About five years ago, something called the TEACO (The Electric Aircraft Company) Bat, a formula 1-type raceplane powered by an electric motor, generated a great deal of interest.  It initially housed a single 80-horsepower electric motor, but once affiliated with Williams Engineering; the project added a twin-motor unit on a set of sleeved parallel shafts swinging contra-rotating propellers.

Now, a partnership led by Rolls-Royce seems to have added a third motor, with all three singing in unison to drive a three-bladed propeller.  The airframe is new, too, comprising a shape that looks a great deal like the U. S racing champion, Nemesis NXT.  Powered by a Lycoming IO-540 engine that airplane set a world speed record of 397.40 mph at the Moriarty Airport in Moriarty, New Mexico on October 1, 2015.  Called Thunder of Moriarty, the effort fetched a total of four other world speed records, three of which were over 400 mph.

Those records were all broken in a small plane with a big engine, a Lycoming usually found under the cowlings of craft such as the Van Grunsven RV-10, big Lancairs, or larger Pipers and Cessnas in single and twin-engine configurations.  Changing this to electric power reduces the weight of the powerplant considerably, but requires a significantly energy dense battery pack.

Rolls-Royce hopes to top Siemens’ record of 210 mph (338 kilometers per hour) set in 2017.  That was with a thick-winged aerobatic craft, so R-R has a grand opportunity with its ACCEL (Accelerating the Electrification of Flight).program

Rolls-Royce is no stranger to speed records, its “R”-type engine having been used in the 1932Supermarine S.6B floatplane racer to reach 343 mph (552 km/hr.)  as revolutionary as the S.6B was 88 years ago, The Spirit of Innovation will be as spectacularly new.

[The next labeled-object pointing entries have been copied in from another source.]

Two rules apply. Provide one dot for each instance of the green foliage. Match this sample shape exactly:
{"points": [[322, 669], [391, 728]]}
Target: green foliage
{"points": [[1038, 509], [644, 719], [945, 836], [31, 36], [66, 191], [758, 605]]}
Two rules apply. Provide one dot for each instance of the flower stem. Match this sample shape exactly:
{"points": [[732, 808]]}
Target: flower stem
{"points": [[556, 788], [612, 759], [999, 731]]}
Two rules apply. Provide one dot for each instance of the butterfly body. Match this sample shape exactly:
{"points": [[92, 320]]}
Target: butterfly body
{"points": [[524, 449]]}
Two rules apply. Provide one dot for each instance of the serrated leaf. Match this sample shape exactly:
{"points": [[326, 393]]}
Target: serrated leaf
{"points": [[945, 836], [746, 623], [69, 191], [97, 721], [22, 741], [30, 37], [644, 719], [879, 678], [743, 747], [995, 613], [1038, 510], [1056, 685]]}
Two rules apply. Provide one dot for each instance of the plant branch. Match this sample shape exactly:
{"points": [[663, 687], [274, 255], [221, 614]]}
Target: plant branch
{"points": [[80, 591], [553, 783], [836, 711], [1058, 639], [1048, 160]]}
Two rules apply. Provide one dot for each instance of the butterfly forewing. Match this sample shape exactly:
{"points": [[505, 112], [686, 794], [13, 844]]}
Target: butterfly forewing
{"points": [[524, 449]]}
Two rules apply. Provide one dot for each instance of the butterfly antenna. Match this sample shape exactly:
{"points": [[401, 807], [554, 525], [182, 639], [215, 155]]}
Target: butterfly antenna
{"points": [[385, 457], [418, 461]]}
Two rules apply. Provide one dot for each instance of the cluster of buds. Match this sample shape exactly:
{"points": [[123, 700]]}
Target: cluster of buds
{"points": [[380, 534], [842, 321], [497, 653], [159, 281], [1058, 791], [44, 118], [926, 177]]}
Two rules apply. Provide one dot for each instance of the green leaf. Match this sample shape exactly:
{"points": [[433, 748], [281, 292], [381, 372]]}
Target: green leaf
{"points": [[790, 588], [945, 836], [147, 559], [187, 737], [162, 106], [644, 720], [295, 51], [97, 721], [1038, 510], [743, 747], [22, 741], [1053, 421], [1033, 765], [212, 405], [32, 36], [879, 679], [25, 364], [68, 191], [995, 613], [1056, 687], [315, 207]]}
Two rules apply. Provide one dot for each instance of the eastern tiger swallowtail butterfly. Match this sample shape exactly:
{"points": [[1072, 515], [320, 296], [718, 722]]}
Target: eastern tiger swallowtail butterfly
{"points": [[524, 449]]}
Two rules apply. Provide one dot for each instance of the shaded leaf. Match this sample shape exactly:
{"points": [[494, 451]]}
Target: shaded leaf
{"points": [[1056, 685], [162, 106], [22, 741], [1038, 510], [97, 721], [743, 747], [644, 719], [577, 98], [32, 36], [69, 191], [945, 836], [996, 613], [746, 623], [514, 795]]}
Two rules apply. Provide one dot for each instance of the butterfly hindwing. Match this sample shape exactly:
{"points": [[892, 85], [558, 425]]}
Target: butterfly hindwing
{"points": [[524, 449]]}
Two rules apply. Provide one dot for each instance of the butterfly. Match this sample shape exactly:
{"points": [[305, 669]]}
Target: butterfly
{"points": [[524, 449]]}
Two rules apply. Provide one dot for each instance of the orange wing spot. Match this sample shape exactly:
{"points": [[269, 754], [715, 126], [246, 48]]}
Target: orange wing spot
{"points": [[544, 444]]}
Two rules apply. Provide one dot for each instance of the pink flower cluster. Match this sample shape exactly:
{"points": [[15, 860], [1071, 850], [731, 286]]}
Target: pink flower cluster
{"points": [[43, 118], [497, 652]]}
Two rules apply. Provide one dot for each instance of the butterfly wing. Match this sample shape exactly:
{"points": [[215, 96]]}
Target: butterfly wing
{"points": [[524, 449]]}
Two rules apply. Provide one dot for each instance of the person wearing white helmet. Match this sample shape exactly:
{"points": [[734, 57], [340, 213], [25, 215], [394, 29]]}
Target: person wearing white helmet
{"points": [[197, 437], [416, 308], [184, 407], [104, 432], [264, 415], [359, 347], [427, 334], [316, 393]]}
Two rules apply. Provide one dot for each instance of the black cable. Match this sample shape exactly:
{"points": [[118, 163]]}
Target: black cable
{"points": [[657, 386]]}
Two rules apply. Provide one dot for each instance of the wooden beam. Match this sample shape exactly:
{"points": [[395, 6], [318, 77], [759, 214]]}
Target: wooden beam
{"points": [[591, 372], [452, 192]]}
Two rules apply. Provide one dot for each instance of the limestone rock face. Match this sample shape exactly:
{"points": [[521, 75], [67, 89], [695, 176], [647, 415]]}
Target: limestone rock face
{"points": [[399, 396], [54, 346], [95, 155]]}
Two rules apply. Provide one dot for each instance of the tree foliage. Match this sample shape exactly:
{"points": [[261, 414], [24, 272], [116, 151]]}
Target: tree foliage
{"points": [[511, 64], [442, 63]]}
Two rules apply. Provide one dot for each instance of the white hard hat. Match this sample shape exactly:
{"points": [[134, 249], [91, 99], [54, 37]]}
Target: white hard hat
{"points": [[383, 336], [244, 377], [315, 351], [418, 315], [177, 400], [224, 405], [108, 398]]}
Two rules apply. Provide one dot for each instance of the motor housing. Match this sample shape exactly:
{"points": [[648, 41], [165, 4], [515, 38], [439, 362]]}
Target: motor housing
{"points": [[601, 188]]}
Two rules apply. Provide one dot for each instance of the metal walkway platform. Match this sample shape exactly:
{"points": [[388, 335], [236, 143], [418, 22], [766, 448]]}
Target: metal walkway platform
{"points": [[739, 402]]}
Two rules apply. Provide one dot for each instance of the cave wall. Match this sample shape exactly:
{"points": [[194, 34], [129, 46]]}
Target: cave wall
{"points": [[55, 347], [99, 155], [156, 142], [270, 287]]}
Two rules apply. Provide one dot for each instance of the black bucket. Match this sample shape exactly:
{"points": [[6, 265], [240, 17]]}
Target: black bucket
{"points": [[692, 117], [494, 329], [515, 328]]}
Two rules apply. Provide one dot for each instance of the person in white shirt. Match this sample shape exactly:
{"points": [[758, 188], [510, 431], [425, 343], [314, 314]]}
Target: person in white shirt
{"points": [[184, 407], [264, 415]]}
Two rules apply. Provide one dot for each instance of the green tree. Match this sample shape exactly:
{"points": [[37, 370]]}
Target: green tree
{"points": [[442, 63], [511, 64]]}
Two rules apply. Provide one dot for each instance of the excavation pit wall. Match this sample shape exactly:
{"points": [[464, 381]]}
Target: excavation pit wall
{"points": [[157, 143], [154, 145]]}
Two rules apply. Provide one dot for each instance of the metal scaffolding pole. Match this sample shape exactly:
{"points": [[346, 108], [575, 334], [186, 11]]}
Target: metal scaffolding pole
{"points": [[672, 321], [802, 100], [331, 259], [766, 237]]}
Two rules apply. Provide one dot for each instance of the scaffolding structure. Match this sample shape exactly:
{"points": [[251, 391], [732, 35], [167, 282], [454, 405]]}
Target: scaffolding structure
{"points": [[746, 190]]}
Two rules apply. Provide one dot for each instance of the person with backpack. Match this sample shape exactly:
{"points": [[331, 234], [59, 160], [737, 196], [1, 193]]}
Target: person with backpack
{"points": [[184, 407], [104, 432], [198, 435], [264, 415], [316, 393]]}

1931 record holding Supermarine S.6B in London’s Science Museum under wing of Spitfire fighter it helped to inspire

Matheu Parr, ACCEL Project Manager for Rolls-Royce, says, “This plane will be powered by a state-of-the-art electrical system and the most powerful battery ever built for flight. In the year ahead, we’re going to demonstrate its abilities in demanding test environments before going for gold in 2020 from a landing strip on the Welsh coastline.”

As shown in the company video, the aircraft uses three 750 R YASA motors putting out a combined 750 maximum kilowatts – enough to power 250 homes.  All that power will be absorbed by a single adjustable-pitch, three-bladed propeller turning at 2,400 rpm.  6,000 cells in the battery pack that Rolls claims to be the most energy-dense to ever be installed in an aircraft will provide 750 Volts. Sensors monitoring 20,000 in the power train will provide lots of data for engineers to ruminate on.

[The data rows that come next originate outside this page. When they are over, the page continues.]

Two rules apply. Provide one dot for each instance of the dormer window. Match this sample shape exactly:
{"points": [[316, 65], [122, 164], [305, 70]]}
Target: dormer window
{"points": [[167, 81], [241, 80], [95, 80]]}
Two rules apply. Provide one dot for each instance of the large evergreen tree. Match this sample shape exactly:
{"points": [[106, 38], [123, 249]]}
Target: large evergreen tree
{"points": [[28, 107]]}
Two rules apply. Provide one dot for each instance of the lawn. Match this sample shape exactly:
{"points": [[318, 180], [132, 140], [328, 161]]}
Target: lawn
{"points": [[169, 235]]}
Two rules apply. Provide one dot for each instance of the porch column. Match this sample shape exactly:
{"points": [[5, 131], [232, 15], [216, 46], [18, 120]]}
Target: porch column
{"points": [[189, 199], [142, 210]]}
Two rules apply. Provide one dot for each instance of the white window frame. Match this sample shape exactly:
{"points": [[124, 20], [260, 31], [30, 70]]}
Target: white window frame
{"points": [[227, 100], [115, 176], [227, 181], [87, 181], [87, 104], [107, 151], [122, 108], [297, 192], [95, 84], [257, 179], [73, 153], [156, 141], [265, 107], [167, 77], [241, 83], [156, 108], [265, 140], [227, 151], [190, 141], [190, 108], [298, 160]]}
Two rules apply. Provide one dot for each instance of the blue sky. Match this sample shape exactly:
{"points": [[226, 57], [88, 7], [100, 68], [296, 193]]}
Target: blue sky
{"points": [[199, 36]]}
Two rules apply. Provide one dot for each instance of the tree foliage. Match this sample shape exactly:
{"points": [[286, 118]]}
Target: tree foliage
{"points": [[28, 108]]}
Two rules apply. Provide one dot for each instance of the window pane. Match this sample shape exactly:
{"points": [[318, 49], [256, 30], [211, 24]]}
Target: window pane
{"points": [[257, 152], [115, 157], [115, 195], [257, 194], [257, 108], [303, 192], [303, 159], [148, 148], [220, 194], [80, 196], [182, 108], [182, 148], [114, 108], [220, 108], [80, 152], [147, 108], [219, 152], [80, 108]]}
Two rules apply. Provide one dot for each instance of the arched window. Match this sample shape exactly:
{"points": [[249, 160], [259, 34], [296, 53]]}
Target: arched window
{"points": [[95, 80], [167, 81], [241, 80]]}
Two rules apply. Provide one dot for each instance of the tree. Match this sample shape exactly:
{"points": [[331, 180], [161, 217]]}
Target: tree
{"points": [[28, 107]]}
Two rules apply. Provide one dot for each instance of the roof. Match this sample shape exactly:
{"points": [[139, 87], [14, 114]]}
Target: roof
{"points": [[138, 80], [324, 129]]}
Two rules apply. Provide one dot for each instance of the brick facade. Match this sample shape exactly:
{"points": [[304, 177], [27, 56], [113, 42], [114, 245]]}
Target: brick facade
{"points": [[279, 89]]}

Battery pack will be the most energy dense ever produced, according to Rolls-Royce

High voltages produce heat, and an Active Thermal Management System cooling radiator will keep things cool during even a 200-mile flight of which the airplane is capable.  .

As Rolls-Royce explains, “ACCEL is partly funded by the UK government and involves a host of partners including electric motor and controller manufacturer YASA and the aviation start-up Electroflight.”  The Aerospace Technology Institute provides government and industry consultation and assistance.

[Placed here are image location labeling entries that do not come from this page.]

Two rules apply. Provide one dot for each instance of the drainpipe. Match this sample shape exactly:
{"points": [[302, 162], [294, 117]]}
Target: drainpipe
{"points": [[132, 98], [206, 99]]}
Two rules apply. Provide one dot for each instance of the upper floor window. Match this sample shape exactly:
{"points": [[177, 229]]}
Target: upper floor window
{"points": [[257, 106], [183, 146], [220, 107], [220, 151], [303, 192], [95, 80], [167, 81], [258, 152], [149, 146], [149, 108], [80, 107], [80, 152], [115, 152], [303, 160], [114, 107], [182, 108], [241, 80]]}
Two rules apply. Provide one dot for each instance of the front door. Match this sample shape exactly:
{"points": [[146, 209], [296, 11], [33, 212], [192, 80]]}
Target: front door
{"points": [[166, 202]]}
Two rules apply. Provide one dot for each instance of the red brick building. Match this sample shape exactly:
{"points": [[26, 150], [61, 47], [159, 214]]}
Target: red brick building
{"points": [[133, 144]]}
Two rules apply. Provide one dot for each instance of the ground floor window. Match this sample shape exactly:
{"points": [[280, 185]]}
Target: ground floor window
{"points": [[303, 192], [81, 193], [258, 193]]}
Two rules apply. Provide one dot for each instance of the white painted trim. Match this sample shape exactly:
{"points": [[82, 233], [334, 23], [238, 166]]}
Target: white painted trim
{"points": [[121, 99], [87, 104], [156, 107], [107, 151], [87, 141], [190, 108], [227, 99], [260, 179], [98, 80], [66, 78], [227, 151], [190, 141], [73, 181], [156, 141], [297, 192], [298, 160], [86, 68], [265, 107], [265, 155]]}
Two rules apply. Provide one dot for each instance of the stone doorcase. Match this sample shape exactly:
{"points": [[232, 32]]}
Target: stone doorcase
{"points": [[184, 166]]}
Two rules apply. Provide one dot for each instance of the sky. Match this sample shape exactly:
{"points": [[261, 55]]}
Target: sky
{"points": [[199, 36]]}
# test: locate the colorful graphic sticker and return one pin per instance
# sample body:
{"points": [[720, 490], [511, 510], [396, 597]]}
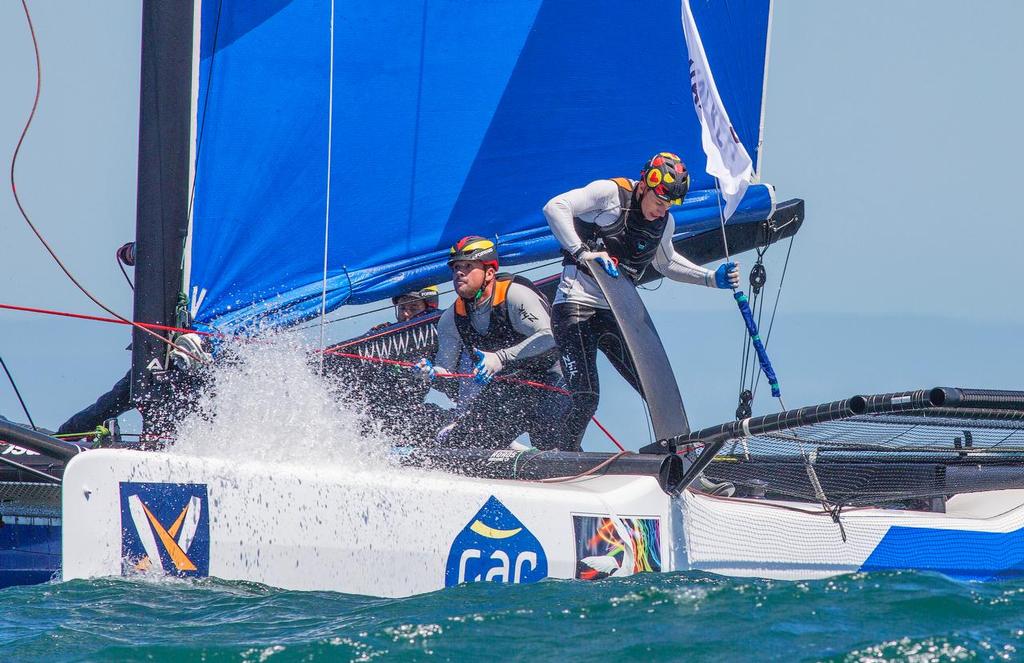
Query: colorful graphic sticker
{"points": [[495, 546], [616, 546], [165, 528]]}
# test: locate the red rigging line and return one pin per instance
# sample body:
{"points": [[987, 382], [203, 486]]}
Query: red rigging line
{"points": [[513, 380], [335, 353], [25, 215]]}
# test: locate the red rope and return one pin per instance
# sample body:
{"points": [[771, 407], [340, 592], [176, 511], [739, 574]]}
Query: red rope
{"points": [[513, 380], [116, 321], [361, 358]]}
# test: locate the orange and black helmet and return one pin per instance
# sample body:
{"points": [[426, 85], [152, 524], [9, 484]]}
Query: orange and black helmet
{"points": [[666, 174], [474, 248]]}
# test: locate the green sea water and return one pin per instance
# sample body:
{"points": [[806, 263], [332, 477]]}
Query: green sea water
{"points": [[682, 616]]}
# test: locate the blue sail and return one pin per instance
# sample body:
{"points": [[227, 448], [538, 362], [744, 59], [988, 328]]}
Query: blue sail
{"points": [[442, 118]]}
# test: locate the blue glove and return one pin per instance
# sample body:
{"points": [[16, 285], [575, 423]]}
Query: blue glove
{"points": [[426, 369], [602, 259], [609, 266], [487, 365], [725, 274]]}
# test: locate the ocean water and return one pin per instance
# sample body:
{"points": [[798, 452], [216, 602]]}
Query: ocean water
{"points": [[267, 406], [683, 616]]}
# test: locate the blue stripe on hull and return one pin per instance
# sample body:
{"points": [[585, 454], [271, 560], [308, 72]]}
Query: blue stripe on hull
{"points": [[958, 553]]}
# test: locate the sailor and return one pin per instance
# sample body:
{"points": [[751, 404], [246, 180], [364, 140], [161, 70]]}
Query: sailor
{"points": [[625, 226], [390, 396], [415, 303], [504, 322]]}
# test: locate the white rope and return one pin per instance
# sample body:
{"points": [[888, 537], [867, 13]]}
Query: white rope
{"points": [[327, 207]]}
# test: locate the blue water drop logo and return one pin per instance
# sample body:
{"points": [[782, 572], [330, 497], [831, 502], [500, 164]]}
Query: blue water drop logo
{"points": [[495, 546]]}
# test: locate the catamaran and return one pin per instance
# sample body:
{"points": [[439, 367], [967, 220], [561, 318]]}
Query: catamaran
{"points": [[313, 155]]}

Three YASA (Yokeless and Segmented Armature) motors are products of Oxford University research

“The team brings together some of the top minds from the world of Formula E racing to help design the e-racer.”

 The record runs may bring back the glory days of British aviation and the Spirit of Innovation might be the precursor of something as consequential as the Spitfire that sprang from the mind of the S.6B’s designer, Reginald Mitchell.